Smoke Gets In Your Eyes

by Jerry Dennis

A campfire is only as good as the wood it is built with, a simple truth learned the hard way by many a wayfarer who has hunched hungry and cold over a smoking pile of punky basswood. If you appreciate a good campfire--more, if you appreciate the difference between a good campfire and a great campfire--you're probably a connoisseur of wood and a proud builder of woodpiles. The credo of our breed might well be, "Not Just Any Stick Will Do."

Camping manuals often recommend carrying those dinky folding campsaws, some of which have nothing more than a length of serrated wire for a blade. The implication is that cutting wood on a camping trip is no big deal and you might not want to bother bringing a saw at all. The truth is, you can break enough wood over your knee to get by if all you want from a fire is enough heat to warm your Spam and maybe smoke-dry a pair of wet socks. But if you're after more than mere utility you flat-out need a decent saw, an ax, and a supply of premium wood. Accept no substitutes.

Thoreau's fire warmed him twice, which suggests the great holistic truth of open fires. The pleasure is much greater than the flame itself. It starts with the cutting, splitting, carrying, and stacking of the wood, and it continues through all the stages of building, lighting, and feeding the fire. It doesn't end until the last orange coal winks out in its bed of ashes.

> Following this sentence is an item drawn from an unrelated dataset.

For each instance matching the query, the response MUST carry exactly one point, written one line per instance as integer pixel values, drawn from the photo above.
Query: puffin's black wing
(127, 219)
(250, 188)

The reason thousands of homeowners prefer real fireplaces to gas imitations should be obvious. An open fire appeals to all the senses. The crack of exploding resin, the enthusiastic whoop of flame sucking oxygen, the thump of a log settling into coals are sounds we learn to associate with contentment and well-being. And it smells good. If I didn't come home surrounded by a nimbus of campfire scent I'd feel the weekend had been wasted. Anyone with a fairly good nose learns the differences in the smell of wood. You can recognize immediately the bright fragrance of mesquite, the subtle sweetness of cherry, the cloying thickness of balsam and spruce.

In the upland forests of the Great Lakes region our campfire wood of choice is dead maple, air-dried on the stump. The best trees for the purpose are saplings, just a few inches in diameter, that died young in the battle for sunlight and survival, crowded out by bigger, thicker, more robust trees. Long after they lost their leaves, twigs, branches, and bark, they remain standing, bone-dry and clean, like ancient brittle lances. They can be brought down with a push, dragged to camp, and sawed into lengths. They split easily into kindling, and, burned in the round, roar with flame and heat--the kind of fire that burns effortlessly for hours, sends a white trail of fragrant smoke, and builds a foundation of coals that lasts all night.

Where there's fire, of course, there's smoke. When we were children my friends and I thought that saying the phrase "I hate rabbits" would cause pesky smoke to shift away from us. The habit stuck. We're adults now, too often distracted by adult problems, but when we sit around a campfire together, sipping drinks, eating, animated in conversation, we still squint and lean back when the smoke turns in our direction, and without thinking say "Rabbits!" It's a satisfying thing to build a good fire and watch it change your old friends into kids again.